OPS.2.2.A14 Orderly Termination of a Cloud Use Relationship (S) [Specialist Responsible Persons, Top Management]
When the service relationship with the cloud service providers is terminated, it SHOULD be ensured that the business activities or specialist tasks of the institution are not thereby impaired. The contracts with the cloud service providers SHOULD regulate how the respective service relationship can be orderly terminated.
Requirements for High Protection Needs
The following are exemplary proposals for requirements for this building block that go beyond the level of protection corresponding to the state of the art. The proposals SHOULD be considered for high protection needs. The specific determination is made within the framework of an individual risk analysis.
OPS.2.2.A15 Ensuring the Portability of Cloud Services (H) [Specialist Responsible Persons]
The institution SHOULD define all requirements that make it possible to change cloud service providers or to bring the cloud service or the data back into the institution’s own IT infrastructure. In addition, the institution SHOULD regularly perform portability tests. Specifications SHOULD be recorded in the contracts with the cloud service providers to ensure the necessary portability.
OPS.2.2.A16 Performing Own Data Backups (H) [Specialist Responsible Persons]
The institution SHOULD check whether, in addition to the contractually agreed data backups of the cloud service providers, its own data backups should be created. In addition, it SHOULD create detailed requirements for a backup service.
OPS.2.2.A17 Use of Encryption in Cloud Use (H)
If data is encrypted by cloud service providers, the encryption mechanisms and key lengths that may be used SHOULD be contractually regulated. If own encryption mechanisms are used, appropriate key management SHOULD be ensured. When encrypting, any special features of the chosen cloud service model SHOULD be taken into account.

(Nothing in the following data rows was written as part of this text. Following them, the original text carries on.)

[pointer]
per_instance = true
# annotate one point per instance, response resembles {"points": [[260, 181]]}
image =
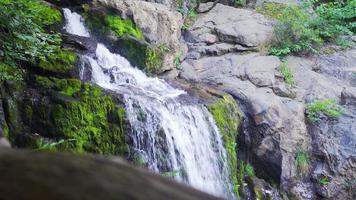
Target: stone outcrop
{"points": [[33, 175], [275, 127], [226, 29]]}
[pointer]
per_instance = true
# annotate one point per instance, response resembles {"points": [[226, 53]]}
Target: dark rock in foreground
{"points": [[35, 175]]}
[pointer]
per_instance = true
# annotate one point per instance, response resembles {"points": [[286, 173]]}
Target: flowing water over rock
{"points": [[179, 139]]}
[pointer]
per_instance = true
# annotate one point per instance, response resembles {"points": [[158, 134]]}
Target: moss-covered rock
{"points": [[61, 62], [124, 33], [66, 115], [227, 116]]}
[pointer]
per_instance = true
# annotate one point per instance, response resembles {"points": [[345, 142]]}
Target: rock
{"points": [[275, 127], [68, 3], [159, 24], [73, 177], [232, 25], [4, 142], [258, 3], [348, 96]]}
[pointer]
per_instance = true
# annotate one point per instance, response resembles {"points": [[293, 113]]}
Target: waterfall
{"points": [[168, 134]]}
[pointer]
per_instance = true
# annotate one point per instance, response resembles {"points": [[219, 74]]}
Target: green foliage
{"points": [[173, 173], [122, 27], [190, 19], [22, 31], [327, 107], [293, 33], [227, 116], [61, 61], [324, 180], [302, 161], [300, 31], [287, 73], [177, 58], [51, 145], [154, 58], [8, 72], [249, 170], [79, 119]]}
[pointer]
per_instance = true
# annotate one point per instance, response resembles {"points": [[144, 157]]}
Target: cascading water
{"points": [[168, 135]]}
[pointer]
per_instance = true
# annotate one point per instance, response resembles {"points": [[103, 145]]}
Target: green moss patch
{"points": [[122, 27], [68, 115], [62, 61], [129, 37], [227, 116]]}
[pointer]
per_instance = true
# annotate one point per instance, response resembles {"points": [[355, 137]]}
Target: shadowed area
{"points": [[36, 175]]}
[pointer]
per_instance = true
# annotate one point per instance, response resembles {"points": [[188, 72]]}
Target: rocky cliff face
{"points": [[221, 52]]}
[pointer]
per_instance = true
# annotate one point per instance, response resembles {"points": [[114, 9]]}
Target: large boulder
{"points": [[32, 175], [334, 141], [275, 129], [224, 24]]}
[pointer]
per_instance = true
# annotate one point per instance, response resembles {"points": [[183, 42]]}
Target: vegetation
{"points": [[22, 31], [154, 58], [299, 31], [302, 161], [9, 73], [227, 116], [249, 170], [79, 118], [122, 27], [287, 73], [61, 61], [173, 173], [324, 180], [327, 107], [51, 145]]}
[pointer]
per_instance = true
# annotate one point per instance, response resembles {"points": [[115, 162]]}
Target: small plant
{"points": [[354, 75], [173, 173], [51, 145], [324, 180], [189, 20], [287, 73], [249, 170], [177, 58], [303, 29], [302, 161], [327, 107]]}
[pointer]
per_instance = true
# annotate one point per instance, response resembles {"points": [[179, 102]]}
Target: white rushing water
{"points": [[168, 135]]}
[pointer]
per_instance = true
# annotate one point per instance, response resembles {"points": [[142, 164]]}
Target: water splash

OPS.2.2.A18 Use of Federation Services (H) [Specialist Responsible Persons]
It SHOULD be checked whether federation services will be used in a cloud use project.
It SHOULD be ensured that in a SAML (Security Assertion Markup Language) ticket only the required information is transmitted to the cloud service providers. The authorizations SHOULD be regularly reviewed so that a SAML ticket is only issued to authorized users.
OPS.2.2.A19 Security Vetting of Employees (H) [HR Department]
With external cloud service providers, it SHOULD be contractually agreed that it is checked in an appropriate manner whether the personnel deployed are qualified and trustworthy. For this purpose, criteria SHOULD be jointly defined.
Additional Information
Good to Know
The BSI describes in its publication “Cloud Computing Requirements Catalog (C5)” criteria for assessing the information security of cloud services.
The Cloud Security Alliance (CSA) provides in its publication “Security Guidance for Critical Areas of Focus in Cloud Computing” recommendations for the use of cloud services.
The National Institute of Standards and Technology (NIST) provides in NIST Special Publication 800-144 “Guidelines on Security and Privacy in Public Cloud Computing” recommendations for the use of cloud services.
The European Union Agency for Network and Information Security (ENISA) has published the following additional document “Cloud Computing: Benefits, Risks and Recommendations for Information Security” on the topic of cloud computing.
The Information Security Forum (ISF) makes requirements for the use of cloud services in its standard “The Standard of Good Practice for Information Security,” in Chapter SC 2 - Cloud Computing.